Buying your first Rickenbacker is a day to remember for the rest of your life.
I recently got hold of my first Rickenbacker bass. It’s a leftie 1995 4003 Fireglo …and I love it! I found it in a shop on London’s famous Denmark Street, a street that has nothing else on it other than guitar shops. Heaven!
I had travelled to London with the specific intention of buying a bass and having a few drinks with an old friend (who happens to be the proud owner of a 1978 4001).
We checked out several shops and found a few interesting possibilities, but by this point found ourselves getting a bit over excited by the sight of so many vintage and drop-dead gorgeous instruments. One quick trip to the pub to calm our nerves and we headed back to play.
My bass was sitting at the back of a left handed section in one of the last shops we visited and it immediately caught my eye. The tell-tale headstock and the legendary curved name plate sang out to me across the sea of guitar necks.
From the first note played I knew that I would look no further. While my friend was enquiring as to what case came with it, I was playing away and grinning at the beautiful, warm, rich tones the instrument produced. Fender might have invented the bass, but Rickenbacker perfected it!
One of the things that struck us both was the shear lack of wear on the guitar. The finish didn’t have a mark on it and looked like it had never been played in its six years since manufacture (what a crime). Not that I’m complaining.
Despite being right handed, my friend had to have a play. ‘It’s just like my 4001… just upside down and a different finish,’ he exclaimed with a big smile across his face. And he was right. When we got back to his flat we compared the two. We couldn’t tell them apart from sound alone.
This is the one thing that marks the 4000 series as a great buy. The standard and quality hasn’t wavered an inch through the years of production. Unlike all other guitar manufacturers, Rickenbacker have never had a bad year. Whatever your purchase, you know it’s going to be a great instrument.
So life with a 4003? Well I have had it for two months now. One of the things to watch for is not to loosen the mute nuts too far. The plate dropped off the bottom of mine and the spring loaded nature prevented easy retrieval. I ended up getting a bent piece of wire to support the plate under the foam so the bolt could be guided back into the threaded hole. I now keep this piece of wire in my guitar case for future use, should I be so careless!
The action was a little too high for my playing, but this is quickly sorted. Two threaded bolts adjust the height, although you might need to shave some of the foam off the bottom of the mute to prevent it from interfering.

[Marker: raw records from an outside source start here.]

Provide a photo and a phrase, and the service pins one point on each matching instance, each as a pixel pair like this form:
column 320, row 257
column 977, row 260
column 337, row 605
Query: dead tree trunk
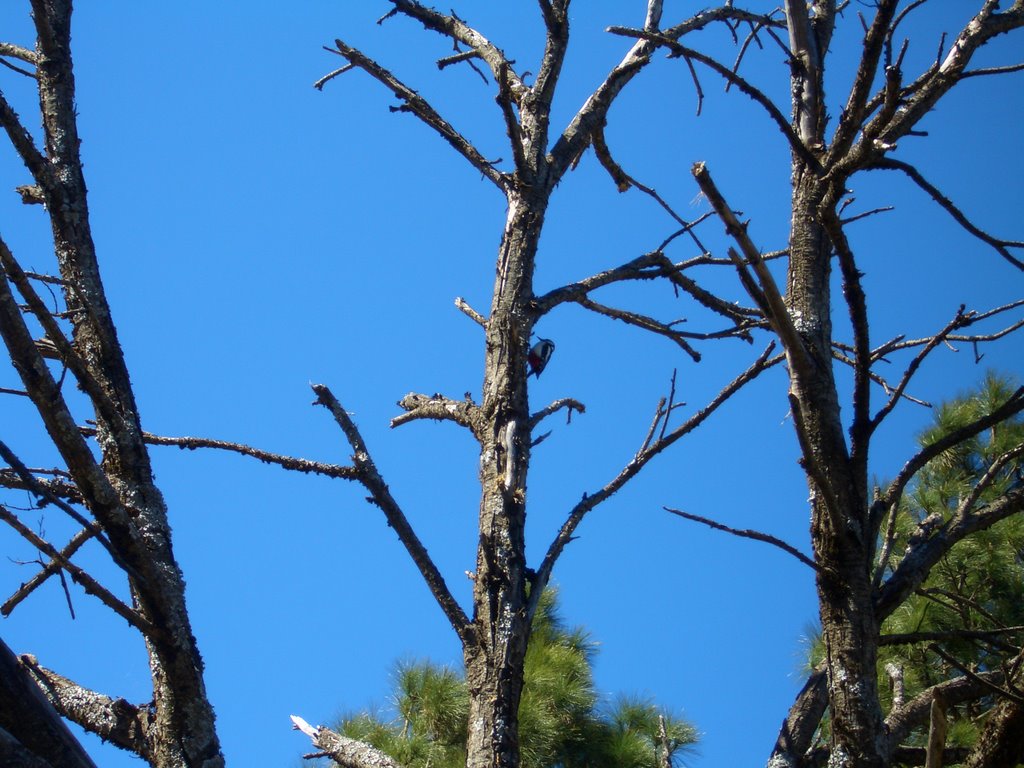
column 495, row 658
column 128, row 510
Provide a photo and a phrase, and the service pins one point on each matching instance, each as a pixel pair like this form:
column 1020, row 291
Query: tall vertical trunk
column 495, row 662
column 841, row 534
column 126, row 500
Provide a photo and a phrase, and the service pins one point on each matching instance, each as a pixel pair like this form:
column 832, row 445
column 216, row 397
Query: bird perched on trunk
column 539, row 356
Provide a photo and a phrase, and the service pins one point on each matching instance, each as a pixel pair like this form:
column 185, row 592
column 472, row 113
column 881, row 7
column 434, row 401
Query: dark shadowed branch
column 369, row 476
column 747, row 534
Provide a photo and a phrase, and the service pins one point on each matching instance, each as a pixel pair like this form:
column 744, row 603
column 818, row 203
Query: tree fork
column 495, row 662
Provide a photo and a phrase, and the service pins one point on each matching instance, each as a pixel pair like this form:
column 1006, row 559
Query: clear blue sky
column 256, row 235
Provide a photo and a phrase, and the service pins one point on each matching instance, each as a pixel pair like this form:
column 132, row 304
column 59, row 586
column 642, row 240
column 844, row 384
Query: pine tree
column 562, row 718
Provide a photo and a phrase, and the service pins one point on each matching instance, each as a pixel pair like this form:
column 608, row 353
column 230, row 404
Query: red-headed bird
column 539, row 356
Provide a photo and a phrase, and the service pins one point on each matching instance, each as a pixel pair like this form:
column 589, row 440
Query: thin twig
column 748, row 534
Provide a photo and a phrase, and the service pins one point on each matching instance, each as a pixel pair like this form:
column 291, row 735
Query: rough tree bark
column 844, row 521
column 128, row 510
column 505, row 590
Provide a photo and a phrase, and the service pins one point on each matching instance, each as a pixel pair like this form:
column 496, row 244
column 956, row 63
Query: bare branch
column 642, row 457
column 30, row 723
column 318, row 85
column 368, row 475
column 50, row 568
column 90, row 585
column 414, row 102
column 651, row 266
column 748, row 534
column 286, row 462
column 765, row 292
column 1001, row 246
column 343, row 751
column 781, row 122
column 957, row 322
column 470, row 312
column 982, row 72
column 580, row 132
column 112, row 719
column 566, row 403
column 641, row 321
column 464, row 413
column 16, row 51
column 460, row 32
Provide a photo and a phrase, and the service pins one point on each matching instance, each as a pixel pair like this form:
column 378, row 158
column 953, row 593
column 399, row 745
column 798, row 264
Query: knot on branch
column 436, row 407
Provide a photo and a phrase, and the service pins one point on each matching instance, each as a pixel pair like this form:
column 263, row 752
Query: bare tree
column 124, row 511
column 882, row 108
column 115, row 499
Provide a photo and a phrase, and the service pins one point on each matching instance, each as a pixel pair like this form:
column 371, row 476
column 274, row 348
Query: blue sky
column 256, row 236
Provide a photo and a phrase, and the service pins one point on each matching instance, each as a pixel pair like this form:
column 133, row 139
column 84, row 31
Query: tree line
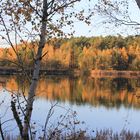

What I did was to carefully remove the foam altogether, measure the string height, set the strings to fit my preferred playing style and then re-measure the string height. Then, with a white chinagraph pencil (the sort used by dressmakers and to write on mixing desks in the studio) draw a line around the bottom of the foam. With a very sharp craft knife, simply cut away the excess, apply a new piece of double sided sticky tape and refit into the mute with a pair of tweezers. Job done!
Get one and smile a lot. I do every time I open the case!